Actually, the “ancient builder” was Alan Cook, a minister in the “New Church  (General Convention),” one of the Swedenborgian denominations, who lived from 1893–1984.  He was active as a minister in the 1920s, then came to Colorado to manage a summer resort in Green Mountain Falls, west of Colorado Springs. No longer a minister with a congregation, he still held some Sunday services for the tourists and wrote in a typically Swedenborgian style, which is big on correspondences between the visible world and the Unseen World.

Mountains, as we know, signify exalted states of affection. And God’s love is the most high and exalted of which we know.

Pagan me says no, the natural world was not put here only to provide a moral lesson to us humans, although I can still feel some affinity with a man who wrote,

But the man of spiritual mind should discern the far greater wealth which lies beyond mere nature [sic] and the commercial worth of rock — he may know their soul, and, in a measure at least, he will be able to share that wealth.((Alan Cook, “A Letter from Colorado,” Ohio New-Church Bulletin, September 1928, n.p.))
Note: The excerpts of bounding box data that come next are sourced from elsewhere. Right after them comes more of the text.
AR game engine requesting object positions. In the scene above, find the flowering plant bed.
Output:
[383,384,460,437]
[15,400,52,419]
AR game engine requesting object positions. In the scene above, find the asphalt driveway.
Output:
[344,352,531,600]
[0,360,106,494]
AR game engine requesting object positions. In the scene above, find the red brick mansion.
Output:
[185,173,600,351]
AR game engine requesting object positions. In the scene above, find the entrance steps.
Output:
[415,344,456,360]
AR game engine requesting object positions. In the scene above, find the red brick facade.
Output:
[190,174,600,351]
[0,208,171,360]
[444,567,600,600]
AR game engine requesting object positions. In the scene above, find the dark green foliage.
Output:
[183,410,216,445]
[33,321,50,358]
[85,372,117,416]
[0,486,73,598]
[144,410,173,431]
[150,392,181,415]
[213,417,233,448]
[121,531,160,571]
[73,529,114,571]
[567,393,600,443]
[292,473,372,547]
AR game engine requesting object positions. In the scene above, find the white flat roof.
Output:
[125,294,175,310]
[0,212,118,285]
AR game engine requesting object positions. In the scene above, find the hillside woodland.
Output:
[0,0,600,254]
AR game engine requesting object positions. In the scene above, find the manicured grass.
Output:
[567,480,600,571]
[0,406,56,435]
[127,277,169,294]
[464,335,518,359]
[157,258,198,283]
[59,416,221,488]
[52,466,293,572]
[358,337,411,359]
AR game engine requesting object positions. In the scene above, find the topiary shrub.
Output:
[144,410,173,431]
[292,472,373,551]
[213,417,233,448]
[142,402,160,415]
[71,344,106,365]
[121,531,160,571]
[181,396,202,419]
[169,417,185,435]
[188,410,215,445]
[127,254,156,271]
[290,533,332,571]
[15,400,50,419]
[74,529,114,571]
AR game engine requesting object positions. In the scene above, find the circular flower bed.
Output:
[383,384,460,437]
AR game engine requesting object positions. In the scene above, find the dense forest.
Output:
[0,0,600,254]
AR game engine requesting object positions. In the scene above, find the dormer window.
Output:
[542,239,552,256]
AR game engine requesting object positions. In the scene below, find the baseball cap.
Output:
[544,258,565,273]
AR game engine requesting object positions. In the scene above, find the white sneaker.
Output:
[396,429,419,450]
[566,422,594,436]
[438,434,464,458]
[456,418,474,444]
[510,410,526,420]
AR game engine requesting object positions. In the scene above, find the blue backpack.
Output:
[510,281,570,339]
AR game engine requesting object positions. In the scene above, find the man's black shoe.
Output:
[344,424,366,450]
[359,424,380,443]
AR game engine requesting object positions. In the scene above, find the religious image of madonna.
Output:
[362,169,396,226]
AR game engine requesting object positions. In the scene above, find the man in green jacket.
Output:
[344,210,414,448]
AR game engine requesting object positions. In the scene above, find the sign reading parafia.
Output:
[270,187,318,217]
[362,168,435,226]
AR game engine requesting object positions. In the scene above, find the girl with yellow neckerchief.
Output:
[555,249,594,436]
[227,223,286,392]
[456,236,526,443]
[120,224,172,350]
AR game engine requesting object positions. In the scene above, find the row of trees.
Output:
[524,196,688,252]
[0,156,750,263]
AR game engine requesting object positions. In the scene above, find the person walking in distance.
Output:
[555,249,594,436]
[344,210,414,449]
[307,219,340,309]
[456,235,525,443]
I found a photo of Alan Cook with some other books and materials stored in a crawlspace, and it hangs on the Wall of Ancestors in my study — which was his study too. We do not share theologies, but I like to think he approves the room being filled with a desk and bookcases once again.

Happy Ostara!

Remembering Ed Steinbrecher and His Esoteric School

Ed Steinbrecher (1980s?)

Looking for something in the bedroom Craft/astrology/Tarot/magick bookshelves this morning, I ran across a copy of Edwin Steinbrecher’s The Guide Meditation. (It’s still available from Samuel Weiser and it’s good.)
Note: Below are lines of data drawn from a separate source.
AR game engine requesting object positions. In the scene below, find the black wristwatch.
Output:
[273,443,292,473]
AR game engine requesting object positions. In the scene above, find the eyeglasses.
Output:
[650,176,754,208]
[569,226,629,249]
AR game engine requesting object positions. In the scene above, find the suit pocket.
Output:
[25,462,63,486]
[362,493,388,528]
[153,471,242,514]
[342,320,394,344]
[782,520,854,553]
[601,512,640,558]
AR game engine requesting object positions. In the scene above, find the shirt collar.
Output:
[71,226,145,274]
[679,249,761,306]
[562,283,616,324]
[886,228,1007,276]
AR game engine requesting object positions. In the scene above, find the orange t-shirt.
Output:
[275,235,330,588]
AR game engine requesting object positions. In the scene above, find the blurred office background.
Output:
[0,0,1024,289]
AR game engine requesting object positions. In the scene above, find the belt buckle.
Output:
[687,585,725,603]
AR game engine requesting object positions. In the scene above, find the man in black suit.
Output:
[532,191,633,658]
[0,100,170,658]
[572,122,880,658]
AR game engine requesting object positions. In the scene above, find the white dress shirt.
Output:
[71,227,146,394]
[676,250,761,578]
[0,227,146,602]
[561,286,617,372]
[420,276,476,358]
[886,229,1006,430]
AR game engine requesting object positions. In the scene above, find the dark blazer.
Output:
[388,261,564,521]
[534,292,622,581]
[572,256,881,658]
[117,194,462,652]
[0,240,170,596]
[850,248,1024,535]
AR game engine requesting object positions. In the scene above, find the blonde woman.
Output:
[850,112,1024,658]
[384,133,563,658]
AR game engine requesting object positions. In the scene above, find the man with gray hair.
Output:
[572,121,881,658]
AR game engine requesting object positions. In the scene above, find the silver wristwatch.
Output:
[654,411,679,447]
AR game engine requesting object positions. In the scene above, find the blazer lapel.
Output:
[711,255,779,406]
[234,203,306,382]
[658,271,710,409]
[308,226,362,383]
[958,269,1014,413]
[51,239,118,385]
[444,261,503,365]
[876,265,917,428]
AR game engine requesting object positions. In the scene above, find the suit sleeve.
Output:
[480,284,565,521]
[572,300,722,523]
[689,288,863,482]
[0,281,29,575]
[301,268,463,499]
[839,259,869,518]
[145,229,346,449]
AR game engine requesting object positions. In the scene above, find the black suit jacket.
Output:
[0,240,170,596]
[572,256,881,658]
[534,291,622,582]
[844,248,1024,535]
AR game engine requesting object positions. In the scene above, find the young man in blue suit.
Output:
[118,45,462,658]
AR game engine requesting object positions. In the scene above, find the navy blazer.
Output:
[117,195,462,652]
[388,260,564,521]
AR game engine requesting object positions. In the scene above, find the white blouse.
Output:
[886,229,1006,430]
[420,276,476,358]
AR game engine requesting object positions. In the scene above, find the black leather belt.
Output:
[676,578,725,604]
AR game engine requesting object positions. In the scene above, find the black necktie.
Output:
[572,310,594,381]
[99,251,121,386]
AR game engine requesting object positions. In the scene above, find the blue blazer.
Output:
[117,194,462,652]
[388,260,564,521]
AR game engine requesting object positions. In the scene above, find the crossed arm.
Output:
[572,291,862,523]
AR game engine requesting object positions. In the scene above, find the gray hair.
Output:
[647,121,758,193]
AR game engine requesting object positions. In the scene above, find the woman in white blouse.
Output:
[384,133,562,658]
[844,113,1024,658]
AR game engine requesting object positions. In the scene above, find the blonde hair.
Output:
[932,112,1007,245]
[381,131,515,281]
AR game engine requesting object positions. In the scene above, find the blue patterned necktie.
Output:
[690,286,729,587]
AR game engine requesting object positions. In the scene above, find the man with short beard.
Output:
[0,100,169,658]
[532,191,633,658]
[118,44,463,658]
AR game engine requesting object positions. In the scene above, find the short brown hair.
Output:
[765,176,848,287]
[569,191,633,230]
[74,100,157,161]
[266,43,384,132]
I checked with Dr. Google and discovered that Steinbrecher, an astrologer and occult teacher, had passed away in 2002 — here is an obituary from the Los Angeles Times. 

What the obituary does not say is that in between founding his DOME (Dei Omnes Munda Edunt) astrology and meditation center in Santa Fe in 1973 and moving to Los Angeles in 1984, he and co-founder/partner David Benge lived in Colorado Springs for a time.
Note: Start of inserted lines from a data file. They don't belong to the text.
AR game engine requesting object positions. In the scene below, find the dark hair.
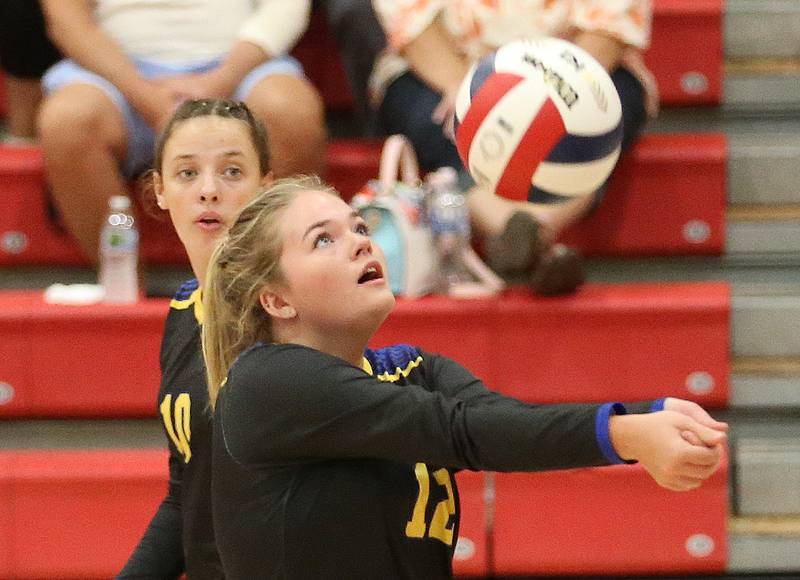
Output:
[153,99,270,175]
[138,99,270,219]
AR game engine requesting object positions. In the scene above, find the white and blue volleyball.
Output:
[455,37,622,203]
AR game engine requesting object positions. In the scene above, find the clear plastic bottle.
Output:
[426,167,472,294]
[99,195,139,304]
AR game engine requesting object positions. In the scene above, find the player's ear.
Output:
[258,288,297,320]
[150,171,168,209]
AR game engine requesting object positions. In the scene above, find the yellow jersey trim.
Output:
[376,356,422,383]
[169,288,203,324]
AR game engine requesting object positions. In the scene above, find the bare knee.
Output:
[37,85,125,155]
[247,75,326,176]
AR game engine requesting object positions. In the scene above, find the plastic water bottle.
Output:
[426,167,472,294]
[99,195,139,304]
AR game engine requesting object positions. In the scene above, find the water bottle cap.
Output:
[108,195,131,211]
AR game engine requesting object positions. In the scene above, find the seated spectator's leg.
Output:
[39,65,133,262]
[235,57,327,177]
[5,73,42,143]
[611,67,647,155]
[378,73,462,171]
[0,0,60,139]
[325,0,386,135]
[586,67,647,214]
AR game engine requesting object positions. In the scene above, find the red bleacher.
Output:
[0,0,731,579]
[0,449,727,580]
[0,283,730,417]
[492,458,728,577]
[0,134,726,266]
[645,0,724,107]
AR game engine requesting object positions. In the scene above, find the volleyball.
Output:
[455,37,622,203]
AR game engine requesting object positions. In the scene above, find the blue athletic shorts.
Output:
[42,56,305,179]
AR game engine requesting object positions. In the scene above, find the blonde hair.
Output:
[202,176,339,409]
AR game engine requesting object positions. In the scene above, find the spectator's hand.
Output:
[664,397,728,445]
[609,411,727,491]
[159,71,232,99]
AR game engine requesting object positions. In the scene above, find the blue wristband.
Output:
[595,403,636,464]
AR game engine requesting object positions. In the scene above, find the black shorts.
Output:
[0,0,61,78]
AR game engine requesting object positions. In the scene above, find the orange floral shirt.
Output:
[372,0,656,113]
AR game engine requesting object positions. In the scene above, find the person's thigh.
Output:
[233,56,306,101]
[611,67,647,151]
[42,59,155,179]
[379,73,462,171]
[234,57,326,177]
[0,0,61,79]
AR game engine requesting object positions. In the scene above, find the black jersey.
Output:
[212,344,623,580]
[119,280,224,580]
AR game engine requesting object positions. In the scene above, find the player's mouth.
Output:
[358,261,383,285]
[194,211,225,232]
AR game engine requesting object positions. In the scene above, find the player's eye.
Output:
[314,232,333,248]
[355,222,370,236]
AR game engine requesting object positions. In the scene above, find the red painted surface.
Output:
[645,0,724,106]
[373,283,730,407]
[0,134,727,266]
[0,292,168,417]
[453,471,489,577]
[0,283,730,417]
[0,69,7,119]
[0,449,727,579]
[562,133,727,256]
[0,450,167,580]
[493,458,728,576]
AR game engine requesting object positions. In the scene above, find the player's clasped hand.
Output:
[610,410,727,491]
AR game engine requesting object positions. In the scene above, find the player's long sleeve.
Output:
[116,456,184,580]
[421,346,664,414]
[218,345,615,471]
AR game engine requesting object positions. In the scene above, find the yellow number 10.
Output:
[406,463,456,546]
[161,393,192,463]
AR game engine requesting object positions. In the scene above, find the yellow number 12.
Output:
[406,463,456,546]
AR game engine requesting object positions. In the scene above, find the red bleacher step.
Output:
[644,0,724,106]
[0,283,730,417]
[0,449,727,580]
[562,133,727,256]
[492,462,728,577]
[374,283,730,407]
[0,450,167,580]
[0,449,488,580]
[0,134,726,266]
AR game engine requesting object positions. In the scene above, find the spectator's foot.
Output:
[486,211,546,274]
[529,244,586,296]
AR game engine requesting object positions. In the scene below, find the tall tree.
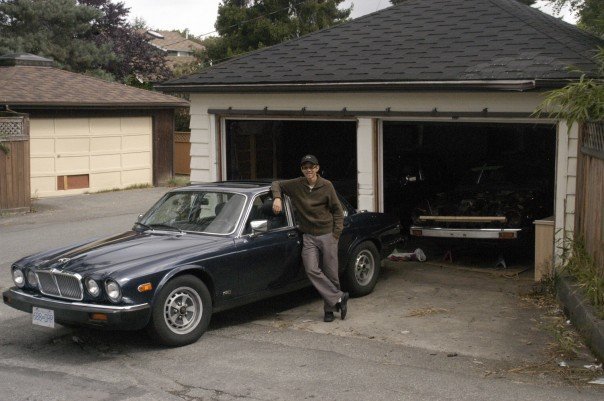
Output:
[544,0,604,37]
[204,0,352,62]
[0,0,169,81]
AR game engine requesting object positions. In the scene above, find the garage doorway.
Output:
[225,119,357,207]
[382,121,556,264]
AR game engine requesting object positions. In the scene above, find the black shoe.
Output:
[336,292,348,320]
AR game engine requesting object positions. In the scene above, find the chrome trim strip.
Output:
[409,226,522,239]
[9,288,150,313]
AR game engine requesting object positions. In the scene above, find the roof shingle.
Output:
[159,0,604,90]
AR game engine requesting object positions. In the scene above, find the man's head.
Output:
[300,155,319,183]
Imagine a typical 1970s split-level house, with what would be the living room and dining room filled with bookcases — and all the books organized by zodiacal sign, so that gardening, for instance, would be in the Virgo section. So much more mystical than my habit of putting, say, all the books on Colorado and New Mexico history together! (What Sun sign would encompass them?)

M. and I attended various talks and workshops at the DOME house. Ed was passionate about astrology, and this was the time in my life when I was deepest into it. Later, under pressure of graduate school, etc., I decided that something had to give, and that something was astrology, so I stopped doing people’s charts — these days, I might manage to check my transits once in a while. The last astrology lecture I heard was by Liz Greene (who is one of the best Jungian astrologers) in 2004.

But his Inner Guide Meditation system has a Tarot connection, and that is drawing me back to it. It will be intriguing to re-read the book.

Links that Start in Bristol

¶ Professor Ronald Hutton talks about his career and admits — in public — that writing The Triumph of the Moon: A History of Modern Pagan Witchcraft actually harmed it for a time. “Reframing Modern Paganism” in Pagan Dawn magazine.

Heat Street, a political news site, notes the growth of Paganism in the U.S. Army. It’s relatively snark-free coverage, with mention of the ground-breaking Sacred Well Congregation.